Re: [AH] the analog synth business situation...

From Daryl Posnett
Sent Mon, Jan 4th 1999, 23:35

>> I really don't see why anyone should bother quite frankly. How many
>> people here have bought a brand new Matrix 1000 in the past year? I
>> don't even know any aher's who would consider buying something new when
>> it's equvilent is around used all the time.
>> Matrix 6 and 6rs are still readily available at the same price they've
>> been going for for years as well. (for that matter I've seen used M1000s
>> for $250 more than once).Just because the m1000 is now out of production
>> doesn't make it more desireable or valuable IMO. Quite frankly I always
>> hated the damn things (alhough I can see where others might like them)
>> but either way there are plenty used M1000s and M6s to fill any need I'd
>> imagine.

>My, we're a fidgety bunch here, aren't we?  We're part of the reason why
>there is so little new business in analog synths - no one wants to pay the
>price and  everybody wants a bargain (including me).
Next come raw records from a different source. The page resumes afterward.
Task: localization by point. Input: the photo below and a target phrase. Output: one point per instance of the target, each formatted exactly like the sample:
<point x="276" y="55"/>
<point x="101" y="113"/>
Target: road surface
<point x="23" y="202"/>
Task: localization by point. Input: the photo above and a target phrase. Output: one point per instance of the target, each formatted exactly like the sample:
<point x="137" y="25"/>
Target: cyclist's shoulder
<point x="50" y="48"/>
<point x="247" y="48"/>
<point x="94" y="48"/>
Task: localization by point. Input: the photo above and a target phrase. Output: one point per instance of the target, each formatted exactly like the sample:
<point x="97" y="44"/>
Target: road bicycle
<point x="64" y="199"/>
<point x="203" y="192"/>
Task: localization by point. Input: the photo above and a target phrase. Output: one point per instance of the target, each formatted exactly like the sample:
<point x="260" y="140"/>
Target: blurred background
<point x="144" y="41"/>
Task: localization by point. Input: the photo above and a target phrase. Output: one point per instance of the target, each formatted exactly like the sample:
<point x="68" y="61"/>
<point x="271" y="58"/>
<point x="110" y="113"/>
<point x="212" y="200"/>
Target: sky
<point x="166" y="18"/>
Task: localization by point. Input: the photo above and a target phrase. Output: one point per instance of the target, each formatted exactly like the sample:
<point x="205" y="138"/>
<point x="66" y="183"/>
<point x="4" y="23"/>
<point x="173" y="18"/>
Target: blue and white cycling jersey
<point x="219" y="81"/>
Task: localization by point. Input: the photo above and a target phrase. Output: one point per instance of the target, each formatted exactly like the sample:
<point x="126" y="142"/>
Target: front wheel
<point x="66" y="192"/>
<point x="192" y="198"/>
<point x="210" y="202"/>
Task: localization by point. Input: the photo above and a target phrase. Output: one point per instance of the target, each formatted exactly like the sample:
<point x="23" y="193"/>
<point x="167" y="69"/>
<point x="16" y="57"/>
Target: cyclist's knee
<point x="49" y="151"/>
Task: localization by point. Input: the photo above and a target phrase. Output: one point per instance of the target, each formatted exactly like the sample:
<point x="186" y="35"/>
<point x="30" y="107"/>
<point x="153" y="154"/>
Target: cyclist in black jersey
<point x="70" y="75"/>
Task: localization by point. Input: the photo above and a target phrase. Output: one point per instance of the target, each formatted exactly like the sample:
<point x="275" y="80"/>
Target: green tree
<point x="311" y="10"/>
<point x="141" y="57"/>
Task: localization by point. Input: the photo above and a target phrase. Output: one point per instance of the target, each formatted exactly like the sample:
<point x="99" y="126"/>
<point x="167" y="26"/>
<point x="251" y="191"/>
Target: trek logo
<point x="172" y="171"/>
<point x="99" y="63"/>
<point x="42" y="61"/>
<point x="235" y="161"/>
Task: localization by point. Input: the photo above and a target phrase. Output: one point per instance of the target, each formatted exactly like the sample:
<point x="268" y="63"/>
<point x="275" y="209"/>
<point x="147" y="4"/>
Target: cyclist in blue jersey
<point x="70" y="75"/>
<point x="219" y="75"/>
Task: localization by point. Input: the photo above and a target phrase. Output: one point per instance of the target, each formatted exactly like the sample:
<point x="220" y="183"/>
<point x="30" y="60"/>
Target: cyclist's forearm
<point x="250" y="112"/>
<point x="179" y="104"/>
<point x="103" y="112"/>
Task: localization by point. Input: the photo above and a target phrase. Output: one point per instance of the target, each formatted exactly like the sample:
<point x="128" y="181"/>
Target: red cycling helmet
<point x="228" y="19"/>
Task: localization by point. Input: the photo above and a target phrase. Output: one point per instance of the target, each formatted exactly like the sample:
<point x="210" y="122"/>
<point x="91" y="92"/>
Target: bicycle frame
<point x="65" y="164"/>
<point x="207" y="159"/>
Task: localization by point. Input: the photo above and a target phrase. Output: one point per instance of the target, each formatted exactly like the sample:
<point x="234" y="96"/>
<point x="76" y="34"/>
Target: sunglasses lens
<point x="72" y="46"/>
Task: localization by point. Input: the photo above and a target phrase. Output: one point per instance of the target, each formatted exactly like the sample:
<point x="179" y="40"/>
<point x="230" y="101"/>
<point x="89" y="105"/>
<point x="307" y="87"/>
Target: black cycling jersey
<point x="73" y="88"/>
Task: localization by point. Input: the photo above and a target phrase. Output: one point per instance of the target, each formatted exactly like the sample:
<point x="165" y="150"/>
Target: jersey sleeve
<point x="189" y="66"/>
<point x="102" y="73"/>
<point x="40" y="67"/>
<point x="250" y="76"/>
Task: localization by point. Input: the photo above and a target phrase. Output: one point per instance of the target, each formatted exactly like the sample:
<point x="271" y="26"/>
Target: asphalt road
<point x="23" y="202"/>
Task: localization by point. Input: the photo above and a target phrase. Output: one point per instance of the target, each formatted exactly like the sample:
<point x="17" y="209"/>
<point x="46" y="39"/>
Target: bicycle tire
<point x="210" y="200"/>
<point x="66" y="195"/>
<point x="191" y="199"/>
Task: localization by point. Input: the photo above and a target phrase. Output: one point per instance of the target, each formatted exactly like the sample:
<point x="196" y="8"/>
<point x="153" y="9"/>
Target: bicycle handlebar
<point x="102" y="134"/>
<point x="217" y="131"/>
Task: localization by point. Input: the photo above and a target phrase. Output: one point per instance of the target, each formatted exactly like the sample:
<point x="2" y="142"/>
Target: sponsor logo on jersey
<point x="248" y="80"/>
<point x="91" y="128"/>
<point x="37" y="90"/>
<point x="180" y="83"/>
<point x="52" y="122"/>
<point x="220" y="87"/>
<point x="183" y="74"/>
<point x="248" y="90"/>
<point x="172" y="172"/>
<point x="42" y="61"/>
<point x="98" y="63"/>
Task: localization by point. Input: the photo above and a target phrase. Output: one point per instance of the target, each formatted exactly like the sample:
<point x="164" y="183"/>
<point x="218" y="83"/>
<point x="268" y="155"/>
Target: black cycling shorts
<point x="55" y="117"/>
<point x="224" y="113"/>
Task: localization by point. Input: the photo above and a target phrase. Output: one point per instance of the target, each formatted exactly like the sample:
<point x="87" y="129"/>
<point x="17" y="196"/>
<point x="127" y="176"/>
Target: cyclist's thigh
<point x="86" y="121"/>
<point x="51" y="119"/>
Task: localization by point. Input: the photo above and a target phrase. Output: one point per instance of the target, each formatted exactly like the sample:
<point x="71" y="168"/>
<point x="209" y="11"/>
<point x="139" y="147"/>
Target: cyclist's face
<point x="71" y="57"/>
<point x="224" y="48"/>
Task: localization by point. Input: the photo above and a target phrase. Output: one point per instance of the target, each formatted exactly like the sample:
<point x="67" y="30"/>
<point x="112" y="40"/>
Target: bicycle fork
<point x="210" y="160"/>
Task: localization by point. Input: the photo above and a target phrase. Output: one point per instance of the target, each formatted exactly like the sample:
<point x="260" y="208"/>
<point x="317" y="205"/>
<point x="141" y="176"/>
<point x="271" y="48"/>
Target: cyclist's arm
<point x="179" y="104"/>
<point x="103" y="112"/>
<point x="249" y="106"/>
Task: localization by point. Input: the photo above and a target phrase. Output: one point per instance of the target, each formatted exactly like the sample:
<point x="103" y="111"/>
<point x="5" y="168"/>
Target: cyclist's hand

I disagree.  The M1000 is not that inovative or wonderful sounding.  In
fact, it was designed at the end of the analogue heyday and featured
marketing ideas that were in demand at the time (1000 presets, need I say
more).  The current crop of new synth designs are aimed at the current
market for analogue synths.  There are several designs that stand out and
that people are willing to pay for.  The Pulse and FR777 come to mind.  The
M1000 just isn't that interesting.  It should no more be a current product
than say a JV-80 or a Korg M1.  Those prodcuts were inovative in their time
but have been surpassed both in feature quality,  and in market

>Two years ago I was frustrated with programming my M6R, and I drew up plans
>for a full blown programmer with knobs and buttons, much more than the
>Access programmer.  I thought I could make some money selling these if the
>demand and price was right.  I had the skills, the resources, the tools, I
>was ready to do it.  And this is what I found on AH: "why should I pay $600
>for a programmer when I just paid $200 for my box?".  So, the project was
>abandoned; the demand was there but it can't be done for the price they

If you based your marketing research on AH feedback I'm not surprised you
lost interest.  We are the cheap geeks, the cheapest there is.  however,
that said, if Doepfer can  produce a knob box with 64 knobs on it for under
$500 and really closer to $400 you should be able to produce an M6
Programmer for something less.  I think the problem you faced has more to do
with the garage company manufacturing limitations than anything else.  It's
very difficult to obtain the cost reductions required to manufacture such a
labor intensive device as a knob laden programmer when you are a very small

Here's an idea for a product that I think would have some demand.  A rack
version of the Xpander that used a PC to program it, much like the Nord
Modular.   Use DCO's like the M6, software envelopes/lfos  like the Pulse,
matrix modulation and analogue filters like the Xpander/M12 (with all of the
modes), 6 voices with external inputs.  Make sure all parameters are
mappable to midi CC and create a cool editor for both MAC and PC that ships
with the box.   It should be multitimbral with dynamic or static assignment.
This should sell for somewhere around $1000.     If it sounded right (like
the Pulse, I mean right like the pulse does, not sounds like the pulse does)
then I think you would find a market among those looking for a good
reasonably priced modern polysynth.

I think the problem with some old products like the M1000 and some new
products like several of the 303 clones is they just aren't inovative enough
to capture the imagination of those looking for such devices.  They are in
many ways just copycat boxes attempting to cash in on a market where there
is high demand and low supply.

>Al Pearlman of ARP said it best: we all love the music business, but in the
>end it proved to be unrequited love.

Al made some stupid marketing decisions, that's what killed ARP, not his
unrequited love for the music business.   I'm pretty sure the folks at
waldorf/Future Retro/Clavia/Jomox/Doepfer/Many Others also have love for the
music business, in fact, if you get a chance to talk to Jered at Future
Retro, you'll know what I'm talking about.